Увы, сразиться с Форнидой верховному барону не довелось. Сенда-на-Сэю доложили, что силы Форниды только-только выдвинулись из Дарай-Палтеша, и он решил, что у него есть время собрать войско в Тонильде, где предки барона пользовались неимоверным влиянием и где у него было огромное родовое поместье в Пуре, на берегах озера Серрелинда. Итак, барон незамедлительно выехал из Беклы в Пуру, где намеревался собрать трехтысячный отряд и вместе с преданными ему армейскими подразделениями перехватить войско Форниды на равнине у западных окраин столицы.

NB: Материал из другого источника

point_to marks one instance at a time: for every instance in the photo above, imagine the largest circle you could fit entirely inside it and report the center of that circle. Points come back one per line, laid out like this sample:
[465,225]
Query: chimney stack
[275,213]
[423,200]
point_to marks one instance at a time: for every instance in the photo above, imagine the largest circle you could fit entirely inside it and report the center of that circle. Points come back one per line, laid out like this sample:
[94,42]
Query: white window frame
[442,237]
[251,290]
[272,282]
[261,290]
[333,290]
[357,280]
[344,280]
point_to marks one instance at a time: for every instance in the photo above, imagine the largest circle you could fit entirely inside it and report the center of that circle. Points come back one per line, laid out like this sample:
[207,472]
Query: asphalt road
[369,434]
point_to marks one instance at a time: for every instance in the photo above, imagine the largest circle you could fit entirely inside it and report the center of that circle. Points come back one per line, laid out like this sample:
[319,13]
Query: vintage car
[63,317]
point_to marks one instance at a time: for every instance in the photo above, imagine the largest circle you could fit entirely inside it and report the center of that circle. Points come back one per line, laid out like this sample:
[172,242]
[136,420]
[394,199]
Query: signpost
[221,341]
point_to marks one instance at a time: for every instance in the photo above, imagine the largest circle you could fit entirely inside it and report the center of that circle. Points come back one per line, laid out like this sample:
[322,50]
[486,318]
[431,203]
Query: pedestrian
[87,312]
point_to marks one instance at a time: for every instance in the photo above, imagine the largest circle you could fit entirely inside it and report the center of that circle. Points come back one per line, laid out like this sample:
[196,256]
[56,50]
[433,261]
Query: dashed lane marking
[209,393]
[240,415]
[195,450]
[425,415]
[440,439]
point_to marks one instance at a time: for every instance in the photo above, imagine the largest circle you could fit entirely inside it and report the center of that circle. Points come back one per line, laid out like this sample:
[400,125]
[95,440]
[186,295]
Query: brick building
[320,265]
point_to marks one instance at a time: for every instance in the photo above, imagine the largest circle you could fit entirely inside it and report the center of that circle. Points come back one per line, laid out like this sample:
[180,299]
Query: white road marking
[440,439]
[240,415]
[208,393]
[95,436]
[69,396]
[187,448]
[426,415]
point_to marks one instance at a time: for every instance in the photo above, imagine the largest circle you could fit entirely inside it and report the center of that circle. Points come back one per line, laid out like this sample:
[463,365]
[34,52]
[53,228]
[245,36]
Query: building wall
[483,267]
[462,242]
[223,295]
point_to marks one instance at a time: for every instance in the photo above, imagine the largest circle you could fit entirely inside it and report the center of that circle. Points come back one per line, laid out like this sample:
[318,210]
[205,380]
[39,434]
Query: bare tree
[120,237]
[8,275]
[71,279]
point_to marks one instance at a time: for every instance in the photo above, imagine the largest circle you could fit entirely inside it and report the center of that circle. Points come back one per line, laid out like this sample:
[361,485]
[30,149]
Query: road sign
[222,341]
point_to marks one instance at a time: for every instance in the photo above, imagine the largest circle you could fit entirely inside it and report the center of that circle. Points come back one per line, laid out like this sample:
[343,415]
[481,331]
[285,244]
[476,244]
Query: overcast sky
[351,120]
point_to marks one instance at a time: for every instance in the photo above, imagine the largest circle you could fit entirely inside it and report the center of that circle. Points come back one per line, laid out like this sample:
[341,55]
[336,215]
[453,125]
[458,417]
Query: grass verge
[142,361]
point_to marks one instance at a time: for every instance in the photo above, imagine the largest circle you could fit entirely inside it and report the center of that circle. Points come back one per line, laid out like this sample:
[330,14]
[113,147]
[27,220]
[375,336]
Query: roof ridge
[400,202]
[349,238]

Кембри и Сенчо предвидели, что Сенда-на-Сэй возлагает последние надежды на Тонильду, но склонить население на свою сторону им не удалось. Впрочем, в итоге они добились своего, хотя и дорого за это заплатили. Один из баронов, Дераккон, по натуре своей не заговорщик, а умствующий мечтатель, недовольный методами правления Сенда-на-Сэя, согласился – с немалым риском для жизни – не допустить возвращения верховного барона из Пуры в Беклу, но потребовал за это верховной власти. Нарушать обещание заговорщикам не имело смысла, поскольку Дераккон пользовался немалым уважением среди знатных Леопардов и любовью солдат.
В третий день месяца прана Сенда-на-Сэй за сутки проделал двадцать лиг от Беклы до Пуры. В ночь на шестое прана Дераккон с тридцатью воинами отправился из Теттита в поместье Сенда-на-Сэя и поджег особняк. По несчастливой случайности верховный барон погиб, придавленный горящей балкой. (Примерно в это же время Оккула с отцом пришли в Беклу из Хёрл-Белишбы.)

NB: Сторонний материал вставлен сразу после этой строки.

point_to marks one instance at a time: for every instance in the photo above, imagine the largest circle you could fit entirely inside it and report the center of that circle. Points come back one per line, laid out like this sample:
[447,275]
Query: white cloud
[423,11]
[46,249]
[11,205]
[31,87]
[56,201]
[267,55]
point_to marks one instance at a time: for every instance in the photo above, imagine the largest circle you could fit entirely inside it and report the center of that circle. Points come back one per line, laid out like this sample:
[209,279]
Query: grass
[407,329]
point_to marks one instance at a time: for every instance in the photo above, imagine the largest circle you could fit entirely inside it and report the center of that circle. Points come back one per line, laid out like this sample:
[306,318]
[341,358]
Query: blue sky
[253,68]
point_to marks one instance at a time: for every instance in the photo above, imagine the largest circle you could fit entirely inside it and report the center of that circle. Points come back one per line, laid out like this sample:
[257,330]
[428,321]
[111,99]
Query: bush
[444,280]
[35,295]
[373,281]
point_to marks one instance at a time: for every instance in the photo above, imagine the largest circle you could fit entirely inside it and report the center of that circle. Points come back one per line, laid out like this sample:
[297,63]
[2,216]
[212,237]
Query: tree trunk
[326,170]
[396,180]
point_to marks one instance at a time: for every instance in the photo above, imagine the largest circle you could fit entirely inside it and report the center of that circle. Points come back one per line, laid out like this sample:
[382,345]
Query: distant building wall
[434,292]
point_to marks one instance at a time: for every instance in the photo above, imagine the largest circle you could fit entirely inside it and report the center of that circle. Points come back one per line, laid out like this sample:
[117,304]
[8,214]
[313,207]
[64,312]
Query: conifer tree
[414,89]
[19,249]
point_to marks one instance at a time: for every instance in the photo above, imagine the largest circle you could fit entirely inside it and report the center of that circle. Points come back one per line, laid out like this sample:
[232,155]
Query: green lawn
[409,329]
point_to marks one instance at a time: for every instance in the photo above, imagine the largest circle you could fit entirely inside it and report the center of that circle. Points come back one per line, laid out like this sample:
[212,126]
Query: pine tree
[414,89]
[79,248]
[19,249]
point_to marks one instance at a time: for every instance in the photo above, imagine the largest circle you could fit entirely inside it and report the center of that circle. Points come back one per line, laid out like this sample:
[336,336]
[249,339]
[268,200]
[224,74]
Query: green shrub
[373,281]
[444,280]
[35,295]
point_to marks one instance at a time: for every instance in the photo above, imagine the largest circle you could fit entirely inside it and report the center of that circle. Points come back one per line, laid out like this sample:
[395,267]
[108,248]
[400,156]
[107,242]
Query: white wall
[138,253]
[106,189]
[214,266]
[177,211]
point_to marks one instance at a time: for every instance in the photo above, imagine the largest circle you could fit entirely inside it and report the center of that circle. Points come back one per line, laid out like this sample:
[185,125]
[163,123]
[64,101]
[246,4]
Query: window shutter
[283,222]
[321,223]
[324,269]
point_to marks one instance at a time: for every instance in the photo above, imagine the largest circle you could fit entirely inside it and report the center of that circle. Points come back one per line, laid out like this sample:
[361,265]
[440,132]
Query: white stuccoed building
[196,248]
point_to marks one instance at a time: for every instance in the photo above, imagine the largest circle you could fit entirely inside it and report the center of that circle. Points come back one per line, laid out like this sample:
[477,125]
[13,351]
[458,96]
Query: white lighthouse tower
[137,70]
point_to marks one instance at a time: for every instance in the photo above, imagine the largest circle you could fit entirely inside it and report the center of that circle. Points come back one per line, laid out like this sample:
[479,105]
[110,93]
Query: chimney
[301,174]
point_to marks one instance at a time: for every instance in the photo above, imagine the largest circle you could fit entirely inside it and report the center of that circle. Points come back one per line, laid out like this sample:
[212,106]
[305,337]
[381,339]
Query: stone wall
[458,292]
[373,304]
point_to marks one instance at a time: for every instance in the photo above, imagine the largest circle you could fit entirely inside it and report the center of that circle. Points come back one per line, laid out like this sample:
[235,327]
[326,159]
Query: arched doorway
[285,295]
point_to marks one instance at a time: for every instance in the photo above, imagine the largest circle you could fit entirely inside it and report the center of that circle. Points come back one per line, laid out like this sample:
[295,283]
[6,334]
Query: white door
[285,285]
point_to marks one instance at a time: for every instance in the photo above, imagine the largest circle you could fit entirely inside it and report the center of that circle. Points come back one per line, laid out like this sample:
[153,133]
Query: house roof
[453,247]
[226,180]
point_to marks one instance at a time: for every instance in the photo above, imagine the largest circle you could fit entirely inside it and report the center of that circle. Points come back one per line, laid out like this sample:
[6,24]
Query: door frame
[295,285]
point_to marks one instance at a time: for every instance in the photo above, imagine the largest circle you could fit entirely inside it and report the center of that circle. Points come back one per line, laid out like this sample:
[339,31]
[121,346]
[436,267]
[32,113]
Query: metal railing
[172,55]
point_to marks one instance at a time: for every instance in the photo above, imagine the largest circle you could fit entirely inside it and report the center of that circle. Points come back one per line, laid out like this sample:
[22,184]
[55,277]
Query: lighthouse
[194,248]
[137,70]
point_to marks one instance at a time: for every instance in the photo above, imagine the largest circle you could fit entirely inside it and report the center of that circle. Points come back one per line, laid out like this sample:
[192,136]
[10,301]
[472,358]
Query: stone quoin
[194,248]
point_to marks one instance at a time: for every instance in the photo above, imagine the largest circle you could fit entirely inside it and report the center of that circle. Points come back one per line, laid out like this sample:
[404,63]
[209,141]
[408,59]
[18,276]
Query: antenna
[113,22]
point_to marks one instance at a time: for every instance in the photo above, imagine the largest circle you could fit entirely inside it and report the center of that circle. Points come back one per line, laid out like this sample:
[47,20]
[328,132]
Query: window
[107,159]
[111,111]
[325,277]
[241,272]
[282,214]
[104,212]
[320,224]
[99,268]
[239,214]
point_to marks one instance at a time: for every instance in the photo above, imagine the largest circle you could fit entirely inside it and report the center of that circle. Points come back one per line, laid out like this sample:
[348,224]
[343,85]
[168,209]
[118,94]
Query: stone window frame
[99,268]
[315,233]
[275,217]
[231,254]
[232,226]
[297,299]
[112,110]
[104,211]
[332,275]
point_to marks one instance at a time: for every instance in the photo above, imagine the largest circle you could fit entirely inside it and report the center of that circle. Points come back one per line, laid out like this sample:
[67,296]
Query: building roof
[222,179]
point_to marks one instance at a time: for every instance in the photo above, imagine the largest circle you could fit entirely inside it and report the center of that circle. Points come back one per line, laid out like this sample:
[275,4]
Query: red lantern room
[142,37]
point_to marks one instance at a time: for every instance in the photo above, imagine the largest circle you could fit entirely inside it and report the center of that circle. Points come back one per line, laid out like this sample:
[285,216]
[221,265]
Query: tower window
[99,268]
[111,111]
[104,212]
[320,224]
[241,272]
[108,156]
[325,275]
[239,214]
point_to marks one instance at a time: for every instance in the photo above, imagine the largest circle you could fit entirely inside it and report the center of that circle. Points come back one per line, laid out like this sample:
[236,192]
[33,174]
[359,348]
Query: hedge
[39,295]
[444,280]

Несколько дней жители Беклы томились в страхе и неизвестности. В отсутствие Сенда-на-Сэя военачальники выдвинули полки навстречу армии Форниды, но отступили перед натиском превосходящих сил противника. Решающей битвы не произошло.
Слухи о гибели верховного барона столицы не достигли, потому что Дераккон перекрыл дорогу из Теттита. О судьбе Сенда-на-Сэя знала только Форнида, которая вошла в Беклу, не встретив ни малейшего сопротивления, а затем объявила о смерти верховного барона и немедленно послала за Деракконом.

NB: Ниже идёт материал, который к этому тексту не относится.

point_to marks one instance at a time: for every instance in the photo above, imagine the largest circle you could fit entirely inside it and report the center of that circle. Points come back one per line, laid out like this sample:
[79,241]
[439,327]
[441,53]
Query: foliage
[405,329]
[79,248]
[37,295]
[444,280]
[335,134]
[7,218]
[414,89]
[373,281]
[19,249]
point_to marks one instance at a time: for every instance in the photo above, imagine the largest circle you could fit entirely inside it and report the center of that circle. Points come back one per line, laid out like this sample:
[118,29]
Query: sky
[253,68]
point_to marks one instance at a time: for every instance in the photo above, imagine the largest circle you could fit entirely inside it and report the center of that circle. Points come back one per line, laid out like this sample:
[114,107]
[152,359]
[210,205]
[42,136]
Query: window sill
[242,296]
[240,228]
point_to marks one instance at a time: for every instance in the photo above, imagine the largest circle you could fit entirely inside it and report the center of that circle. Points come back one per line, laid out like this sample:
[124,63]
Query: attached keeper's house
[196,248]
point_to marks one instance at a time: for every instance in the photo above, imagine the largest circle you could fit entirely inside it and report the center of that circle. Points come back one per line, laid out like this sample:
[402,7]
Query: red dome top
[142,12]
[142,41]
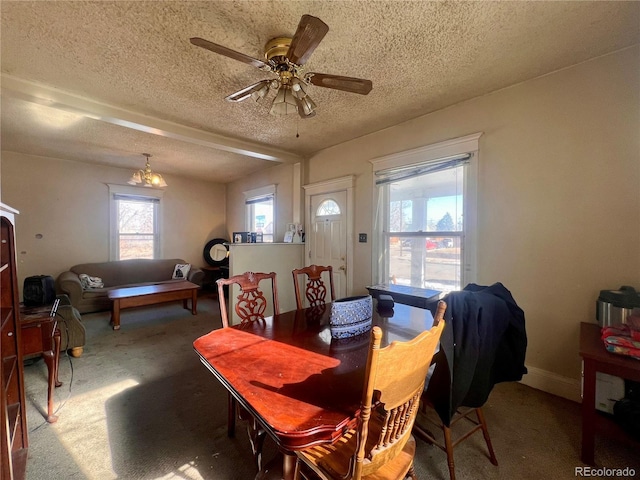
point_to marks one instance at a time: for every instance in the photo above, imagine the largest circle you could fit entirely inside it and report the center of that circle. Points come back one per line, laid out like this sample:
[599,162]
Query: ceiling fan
[285,57]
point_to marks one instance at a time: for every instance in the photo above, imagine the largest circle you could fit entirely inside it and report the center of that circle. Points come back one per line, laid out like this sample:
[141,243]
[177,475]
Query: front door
[327,238]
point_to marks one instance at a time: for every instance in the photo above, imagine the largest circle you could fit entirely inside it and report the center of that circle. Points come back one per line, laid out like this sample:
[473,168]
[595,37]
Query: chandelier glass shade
[285,102]
[146,177]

Уртайский и тонильданский полки бекланской армии отказались служить новому режиму и, в неразберихе беспрепятственно покинув столицу, вернулись в родные края. Остальные шесть полков присягнули Леопардам. К концу месяца прана Дераккона объявили верховным бароном Беклы и правителем Бекланской империи. Кембри-Б’саи занял пост маршала, а Хан-Глат возглавил фортификационный корпус. На весенних празднествах, начало которых пришлось задержать, Форниду провозгласили благой владычицей и наместницей Аэрты. В тот же день Сенчо-бе-Л’вандор, назначенный верховным советником Беклы и главой тайного сыска Леопардов, переехал в роскошный особняк в верхнем городе, ранее принадлежавший брату Сенда-на-Сэя.
Леопарды одержали победу. Некоторое время спустя Урта и Тонильда принесли присягу в верности Бекле, возобновили выплату налогов в имперскую казну; их полки вернулись в столицу, однако оставались под подозрением, как и сами провинции, за которыми неустанно следили осведомители Сенчо.